The Cobb Galleria wants everyone to know that convention center food doesn’t have to be boring. In fact, that’s exactly what Chef Nick Walker, who’s been heading up the convention center kitchen at the Cobb Galleria told us all when we joined him to sample some of the menu offerings available. I’m not going to write a lot here, I’ll just let the pictures and descriptions do the work. If you’ve got a holiday event coming up at the Cobb Galleria Centre, consider yourself very lucky.
I love being invited “behind the scenes.” Our tables set up inside the kitchen, we were lucky to watch the finishing touches put on the menu items. We started out with an Amuse Bouche of Green Tomato Pie with Goat Cheese.
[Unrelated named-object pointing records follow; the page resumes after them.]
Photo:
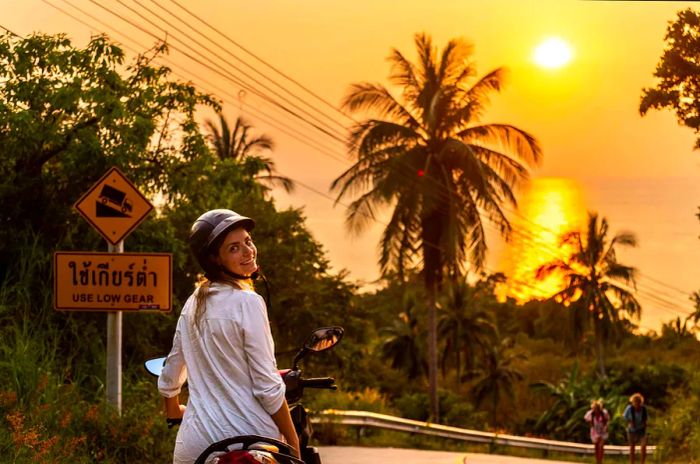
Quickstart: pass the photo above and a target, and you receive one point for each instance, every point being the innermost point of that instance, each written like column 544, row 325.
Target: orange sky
column 584, row 115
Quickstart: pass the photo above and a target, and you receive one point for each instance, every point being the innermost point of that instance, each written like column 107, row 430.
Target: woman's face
column 237, row 253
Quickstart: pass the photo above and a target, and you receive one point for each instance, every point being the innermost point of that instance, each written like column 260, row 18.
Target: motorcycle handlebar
column 173, row 422
column 320, row 382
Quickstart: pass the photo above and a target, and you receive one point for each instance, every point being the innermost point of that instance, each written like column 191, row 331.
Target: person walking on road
column 598, row 418
column 636, row 416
Not exactly what you’d expect from the convention center, right? Pictured above is a first course of Smoked Scallop Crudo with ham, chili pepper and grilled peach. Clearly, we were in for a winning evening.
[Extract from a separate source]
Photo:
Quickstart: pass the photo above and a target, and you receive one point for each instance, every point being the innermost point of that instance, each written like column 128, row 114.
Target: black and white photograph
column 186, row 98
Next up, we sampled a Carrot Soup with grilled cheese. What’s so neat about these behind the scenes Chef’s Table is that we see the neat contraptions that they use to create the dishes, like a sifter that was used with out soup. A third course was fried Quail with Buttermilk Pancake, Sorghum Vinaigrette, Apple and Frisee (pictured at the top of this post).
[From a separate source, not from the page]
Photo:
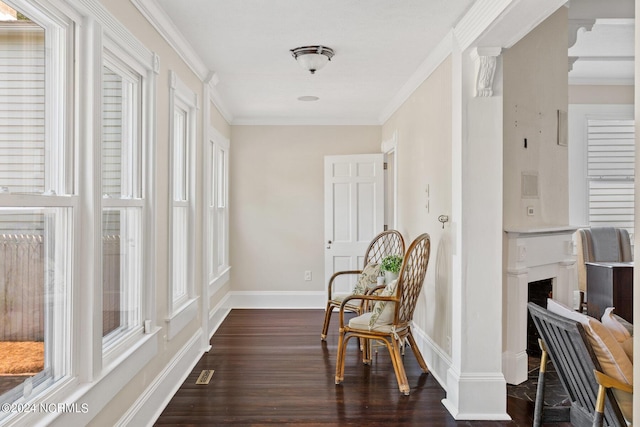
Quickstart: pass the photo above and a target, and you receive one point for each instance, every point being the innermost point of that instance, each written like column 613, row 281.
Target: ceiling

Let’s be honest. When it comes to Catfish, it doesn’t come to mind when you think about fine dining, right? But look what Chef Nick did with it? He paired with Pork Belly (who doesn’t love that?), creamed corn plus a roasted red pepper Harissa. Oh and those Okra Crisps? They weren’t just a pretty garnish. I gobbled them up! Chef Walker really likes vegetables as you can see below:
By the time dessert came around, I was quite full, but did manage a couple nibbles and it was outstanding as well. In case you didn’t see all the food porn above, the plating of everything was quite beautiful too. Chef Walker seems to be somewhat of a perfectionist making sure the appearance is every bit as good as the food he puts out. Kind of amazing that the Cobb Galleria Centre is able to churn out this quality of food for large groups of people. This was definitely not like any convention center food I’ve ever had before.